Most of the accounts [created] are sold to … digital middlemen — “click farms” as they have come to be known. Just as fast as Silicon Valley conjures something valuable from digital ephemera, click farms seek ways to create counterfeits. Just Google “buy Facebook likes” and you’ll see how easy it is to purchase black-market influence on the internet: 1,000 Facebook likes for $29.99; 1,000 Twitter followers for $12; or any other type of fake social media credential, from YouTube views to Pinterest followers to SoundCloud plays.
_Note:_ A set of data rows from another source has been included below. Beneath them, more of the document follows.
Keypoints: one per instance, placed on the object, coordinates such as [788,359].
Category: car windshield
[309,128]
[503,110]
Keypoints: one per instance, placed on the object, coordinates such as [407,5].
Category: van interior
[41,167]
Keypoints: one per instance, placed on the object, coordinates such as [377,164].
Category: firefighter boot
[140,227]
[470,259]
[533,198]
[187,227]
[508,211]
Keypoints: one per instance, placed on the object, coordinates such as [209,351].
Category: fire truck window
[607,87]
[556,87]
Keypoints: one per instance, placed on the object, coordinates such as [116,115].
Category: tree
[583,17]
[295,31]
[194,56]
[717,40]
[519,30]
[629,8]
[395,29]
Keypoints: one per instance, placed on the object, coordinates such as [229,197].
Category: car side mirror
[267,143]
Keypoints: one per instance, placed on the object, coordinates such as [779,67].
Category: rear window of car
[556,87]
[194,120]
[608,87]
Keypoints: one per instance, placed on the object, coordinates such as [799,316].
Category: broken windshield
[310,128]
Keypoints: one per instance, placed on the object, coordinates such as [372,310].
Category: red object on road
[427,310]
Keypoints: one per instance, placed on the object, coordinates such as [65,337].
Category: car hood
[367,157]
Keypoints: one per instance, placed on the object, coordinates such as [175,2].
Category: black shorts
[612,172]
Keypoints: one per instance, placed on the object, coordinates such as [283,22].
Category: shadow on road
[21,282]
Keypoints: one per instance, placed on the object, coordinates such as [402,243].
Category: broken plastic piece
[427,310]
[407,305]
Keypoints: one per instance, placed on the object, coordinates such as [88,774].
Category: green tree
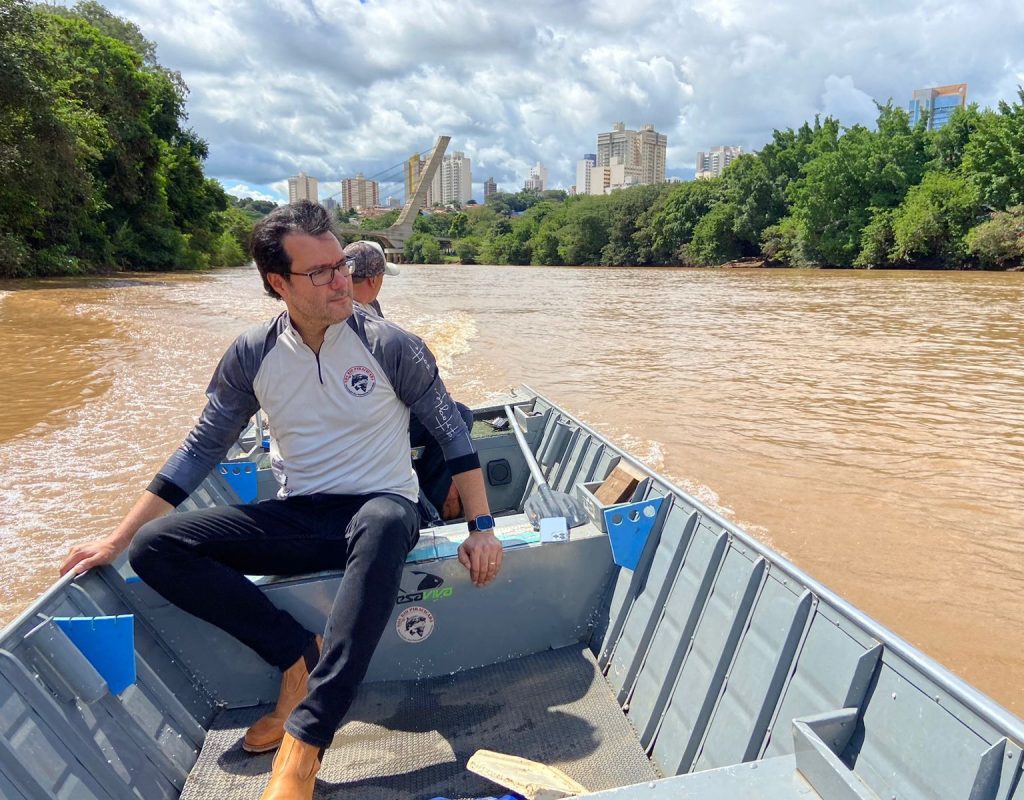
[993,158]
[670,223]
[626,211]
[468,249]
[379,223]
[878,240]
[933,220]
[998,243]
[715,239]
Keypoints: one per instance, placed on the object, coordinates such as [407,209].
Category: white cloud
[242,191]
[332,87]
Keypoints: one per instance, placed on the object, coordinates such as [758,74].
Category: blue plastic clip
[109,643]
[241,476]
[629,525]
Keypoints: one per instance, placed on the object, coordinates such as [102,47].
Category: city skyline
[536,82]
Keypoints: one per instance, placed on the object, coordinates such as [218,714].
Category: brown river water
[867,425]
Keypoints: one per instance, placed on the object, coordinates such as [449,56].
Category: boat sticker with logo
[431,587]
[415,624]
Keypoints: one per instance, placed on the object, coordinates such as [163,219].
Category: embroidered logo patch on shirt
[359,381]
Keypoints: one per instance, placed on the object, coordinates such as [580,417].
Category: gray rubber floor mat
[411,741]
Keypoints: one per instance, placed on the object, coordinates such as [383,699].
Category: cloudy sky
[332,87]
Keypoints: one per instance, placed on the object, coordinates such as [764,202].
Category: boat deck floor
[411,740]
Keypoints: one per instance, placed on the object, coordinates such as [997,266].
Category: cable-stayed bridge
[393,239]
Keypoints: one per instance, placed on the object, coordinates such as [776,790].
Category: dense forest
[824,195]
[96,169]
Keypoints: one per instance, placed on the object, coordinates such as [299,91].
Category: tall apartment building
[641,153]
[939,102]
[302,186]
[538,178]
[455,178]
[359,193]
[585,170]
[453,182]
[712,163]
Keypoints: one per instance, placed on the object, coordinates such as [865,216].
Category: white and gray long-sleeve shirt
[339,420]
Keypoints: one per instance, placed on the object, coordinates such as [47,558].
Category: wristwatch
[483,523]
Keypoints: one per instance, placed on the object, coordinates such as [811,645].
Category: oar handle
[535,468]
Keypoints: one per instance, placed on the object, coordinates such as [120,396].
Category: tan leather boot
[295,767]
[267,731]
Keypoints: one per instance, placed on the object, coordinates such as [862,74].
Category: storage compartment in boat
[595,508]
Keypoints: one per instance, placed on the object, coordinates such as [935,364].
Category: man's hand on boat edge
[481,554]
[100,551]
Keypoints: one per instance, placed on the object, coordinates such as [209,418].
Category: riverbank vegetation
[824,195]
[97,170]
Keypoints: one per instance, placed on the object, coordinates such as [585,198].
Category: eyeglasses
[325,275]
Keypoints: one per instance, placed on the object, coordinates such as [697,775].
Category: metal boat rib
[659,653]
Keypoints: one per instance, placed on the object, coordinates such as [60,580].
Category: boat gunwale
[976,701]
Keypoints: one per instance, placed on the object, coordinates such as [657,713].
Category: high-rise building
[585,169]
[641,152]
[455,178]
[712,163]
[538,178]
[302,186]
[453,181]
[939,102]
[604,180]
[359,193]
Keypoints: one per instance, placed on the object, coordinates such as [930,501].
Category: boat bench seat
[412,740]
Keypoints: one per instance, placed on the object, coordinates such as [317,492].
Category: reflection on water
[869,425]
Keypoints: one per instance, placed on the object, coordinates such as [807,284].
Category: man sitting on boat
[338,385]
[435,479]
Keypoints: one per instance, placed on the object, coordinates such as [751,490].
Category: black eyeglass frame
[347,264]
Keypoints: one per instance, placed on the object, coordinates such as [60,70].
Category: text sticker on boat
[415,624]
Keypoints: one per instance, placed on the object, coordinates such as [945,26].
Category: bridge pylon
[394,237]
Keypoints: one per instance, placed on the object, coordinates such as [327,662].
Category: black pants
[199,559]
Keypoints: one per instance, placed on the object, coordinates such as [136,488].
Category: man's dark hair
[268,236]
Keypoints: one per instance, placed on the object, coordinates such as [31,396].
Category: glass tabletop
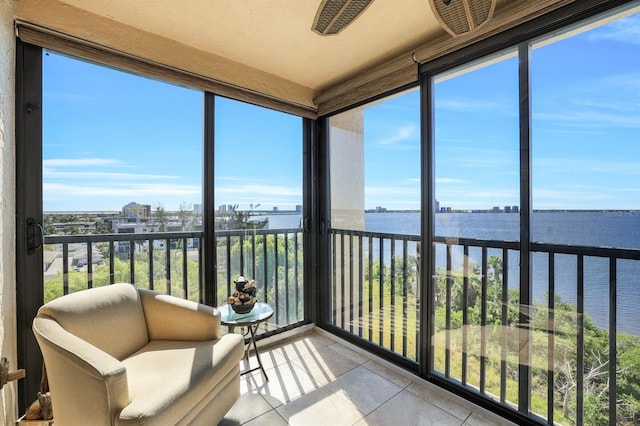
[259,313]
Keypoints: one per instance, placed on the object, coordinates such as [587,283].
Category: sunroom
[449,187]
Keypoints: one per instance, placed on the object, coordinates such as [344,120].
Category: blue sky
[111,138]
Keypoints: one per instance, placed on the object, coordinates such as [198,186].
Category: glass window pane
[258,193]
[586,193]
[375,221]
[122,154]
[477,197]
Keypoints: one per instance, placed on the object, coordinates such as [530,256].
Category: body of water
[618,229]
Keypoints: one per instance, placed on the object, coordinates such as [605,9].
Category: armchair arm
[86,382]
[172,318]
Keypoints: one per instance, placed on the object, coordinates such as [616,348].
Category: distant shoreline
[290,212]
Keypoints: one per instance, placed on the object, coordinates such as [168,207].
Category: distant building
[140,211]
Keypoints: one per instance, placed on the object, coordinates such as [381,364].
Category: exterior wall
[347,169]
[8,336]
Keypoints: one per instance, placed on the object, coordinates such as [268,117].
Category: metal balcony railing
[477,339]
[171,262]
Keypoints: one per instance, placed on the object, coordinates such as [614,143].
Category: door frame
[29,254]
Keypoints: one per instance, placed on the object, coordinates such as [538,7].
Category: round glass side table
[251,320]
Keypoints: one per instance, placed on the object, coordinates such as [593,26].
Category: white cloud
[81,162]
[53,174]
[626,30]
[259,190]
[452,181]
[63,190]
[400,134]
[469,105]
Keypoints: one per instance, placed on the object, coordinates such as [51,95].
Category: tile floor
[316,380]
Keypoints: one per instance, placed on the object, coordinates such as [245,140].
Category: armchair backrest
[110,318]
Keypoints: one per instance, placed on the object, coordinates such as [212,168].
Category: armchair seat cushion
[168,378]
[117,355]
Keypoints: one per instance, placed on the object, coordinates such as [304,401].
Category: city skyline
[110,137]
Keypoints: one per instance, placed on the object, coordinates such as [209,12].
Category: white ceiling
[275,35]
[267,47]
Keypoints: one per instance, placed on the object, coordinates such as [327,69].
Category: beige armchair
[118,355]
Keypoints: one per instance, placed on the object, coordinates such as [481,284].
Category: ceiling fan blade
[335,15]
[460,17]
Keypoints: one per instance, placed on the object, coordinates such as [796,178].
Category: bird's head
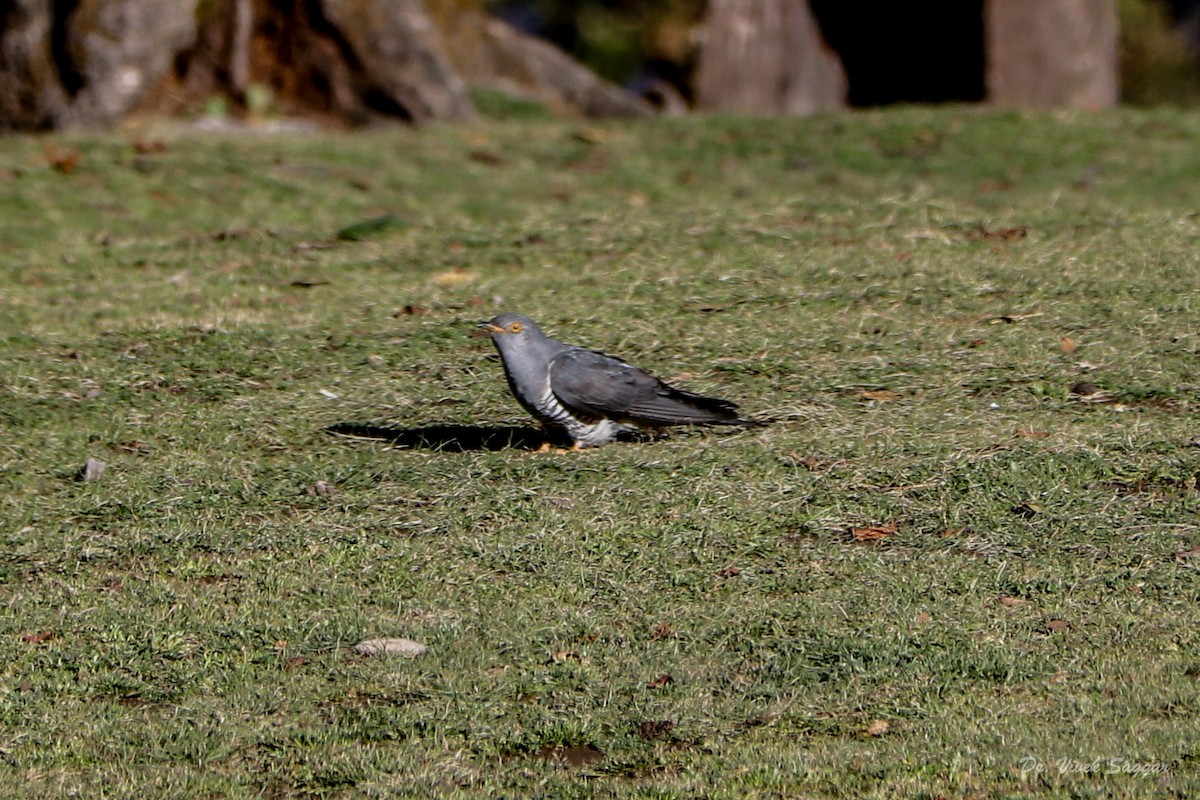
[510,329]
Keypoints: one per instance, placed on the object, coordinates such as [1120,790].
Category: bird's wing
[595,384]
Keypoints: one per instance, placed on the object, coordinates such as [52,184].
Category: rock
[117,52]
[492,54]
[407,648]
[91,470]
[399,50]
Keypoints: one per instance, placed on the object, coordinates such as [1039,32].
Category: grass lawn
[963,561]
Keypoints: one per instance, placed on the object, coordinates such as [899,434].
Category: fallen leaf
[372,227]
[663,631]
[63,161]
[1183,555]
[455,277]
[91,470]
[148,146]
[1013,318]
[321,488]
[877,728]
[1005,234]
[873,533]
[589,136]
[412,311]
[654,729]
[389,647]
[486,157]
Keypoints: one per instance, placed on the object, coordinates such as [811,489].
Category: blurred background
[93,64]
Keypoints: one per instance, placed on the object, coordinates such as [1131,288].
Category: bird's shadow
[445,438]
[463,438]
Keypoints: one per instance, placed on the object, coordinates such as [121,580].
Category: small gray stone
[91,470]
[407,648]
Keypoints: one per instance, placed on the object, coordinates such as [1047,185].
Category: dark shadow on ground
[445,438]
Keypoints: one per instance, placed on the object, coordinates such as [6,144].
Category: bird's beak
[485,330]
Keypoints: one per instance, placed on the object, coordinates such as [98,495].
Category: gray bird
[591,396]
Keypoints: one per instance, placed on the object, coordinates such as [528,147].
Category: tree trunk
[767,56]
[1053,53]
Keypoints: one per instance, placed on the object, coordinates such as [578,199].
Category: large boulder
[492,54]
[115,52]
[399,52]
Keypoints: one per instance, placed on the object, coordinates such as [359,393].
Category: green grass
[913,295]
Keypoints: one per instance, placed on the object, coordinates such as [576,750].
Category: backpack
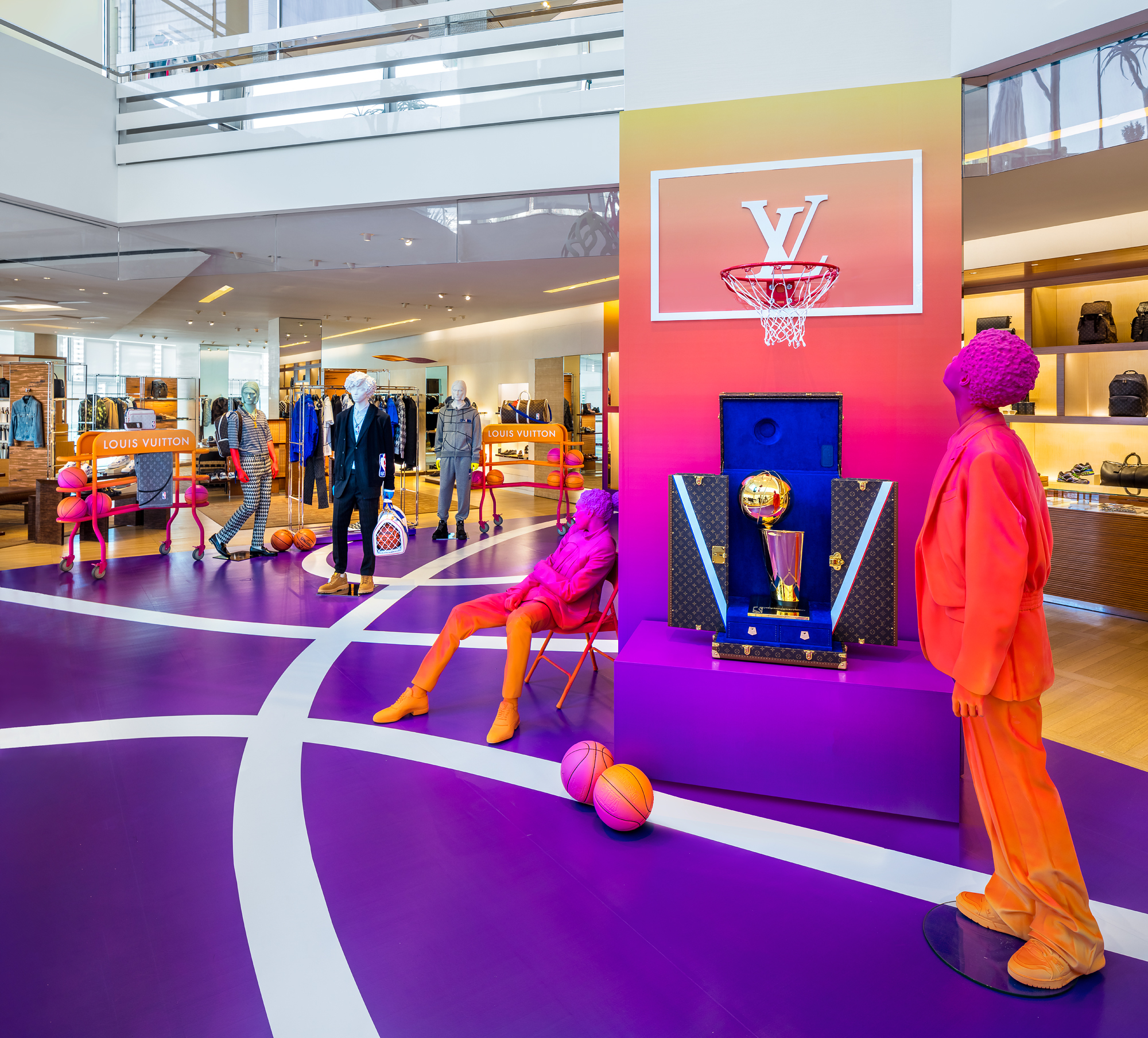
[1141,324]
[1128,395]
[222,444]
[1096,324]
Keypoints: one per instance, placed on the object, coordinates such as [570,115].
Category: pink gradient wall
[897,413]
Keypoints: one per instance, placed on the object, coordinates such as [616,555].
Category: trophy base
[763,605]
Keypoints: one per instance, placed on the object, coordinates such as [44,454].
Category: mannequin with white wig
[362,463]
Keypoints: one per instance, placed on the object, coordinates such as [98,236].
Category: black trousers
[368,503]
[315,471]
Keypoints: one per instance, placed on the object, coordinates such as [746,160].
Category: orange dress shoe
[506,722]
[1038,966]
[413,702]
[976,906]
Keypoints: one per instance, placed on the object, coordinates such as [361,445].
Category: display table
[879,736]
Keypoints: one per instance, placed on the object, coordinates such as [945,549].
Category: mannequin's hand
[967,704]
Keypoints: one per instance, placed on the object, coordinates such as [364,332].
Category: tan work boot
[976,906]
[413,702]
[1038,966]
[506,722]
[338,585]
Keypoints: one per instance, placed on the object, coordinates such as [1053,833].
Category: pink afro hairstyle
[1002,368]
[598,503]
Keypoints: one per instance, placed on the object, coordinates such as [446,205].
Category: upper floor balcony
[412,69]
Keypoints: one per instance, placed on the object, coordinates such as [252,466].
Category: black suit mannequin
[359,486]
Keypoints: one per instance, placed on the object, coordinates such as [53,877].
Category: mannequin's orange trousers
[1037,888]
[487,611]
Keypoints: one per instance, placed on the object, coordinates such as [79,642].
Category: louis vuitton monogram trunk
[699,548]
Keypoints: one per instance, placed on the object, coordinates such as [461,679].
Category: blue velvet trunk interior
[798,437]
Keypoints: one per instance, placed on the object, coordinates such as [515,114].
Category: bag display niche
[1123,475]
[1128,395]
[1097,323]
[800,561]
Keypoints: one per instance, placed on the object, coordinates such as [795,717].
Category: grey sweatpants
[455,475]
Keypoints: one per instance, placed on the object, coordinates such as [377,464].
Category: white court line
[1126,930]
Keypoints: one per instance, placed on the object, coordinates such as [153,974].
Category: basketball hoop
[782,294]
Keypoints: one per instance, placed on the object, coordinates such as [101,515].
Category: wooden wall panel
[1100,557]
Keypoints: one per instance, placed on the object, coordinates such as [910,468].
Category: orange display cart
[112,444]
[548,436]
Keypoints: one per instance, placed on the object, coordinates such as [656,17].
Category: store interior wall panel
[898,415]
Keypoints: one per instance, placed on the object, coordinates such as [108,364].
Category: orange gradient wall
[889,367]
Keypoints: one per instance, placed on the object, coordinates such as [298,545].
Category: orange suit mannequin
[982,562]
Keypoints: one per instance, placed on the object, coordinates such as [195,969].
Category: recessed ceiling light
[216,294]
[583,284]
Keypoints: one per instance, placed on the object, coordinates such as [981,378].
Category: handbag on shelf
[1123,475]
[1128,395]
[1002,323]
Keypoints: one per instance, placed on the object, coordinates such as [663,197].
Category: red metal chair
[596,624]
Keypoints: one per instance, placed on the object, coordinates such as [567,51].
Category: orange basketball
[623,797]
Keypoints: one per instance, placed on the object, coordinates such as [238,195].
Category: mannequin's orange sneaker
[413,702]
[976,906]
[506,722]
[1038,966]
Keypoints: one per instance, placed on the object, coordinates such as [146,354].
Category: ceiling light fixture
[581,285]
[375,329]
[216,294]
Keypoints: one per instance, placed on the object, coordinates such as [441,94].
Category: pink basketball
[72,509]
[72,477]
[623,797]
[583,765]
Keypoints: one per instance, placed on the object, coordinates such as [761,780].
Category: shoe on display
[413,702]
[338,585]
[976,906]
[1038,966]
[506,724]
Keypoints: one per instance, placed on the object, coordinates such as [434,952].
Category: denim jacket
[27,421]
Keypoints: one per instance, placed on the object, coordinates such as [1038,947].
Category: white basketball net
[782,296]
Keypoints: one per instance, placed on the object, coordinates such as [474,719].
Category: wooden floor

Social media is now the engine of the internet, and that engine is running on some pretty suspect fuel.
So, how did Hillary Clinton get to be so popular? She bought the popularity, after all, perception is reality in the world of media driven imagery. Over a third of her Twitter followers are fake. It’s all a mirage. How long before the mainstream media and the public catch on? Not only is Hillary’s team fabricating accomplishments out of thin air, but they are bragging about social media support that doesn’t exist.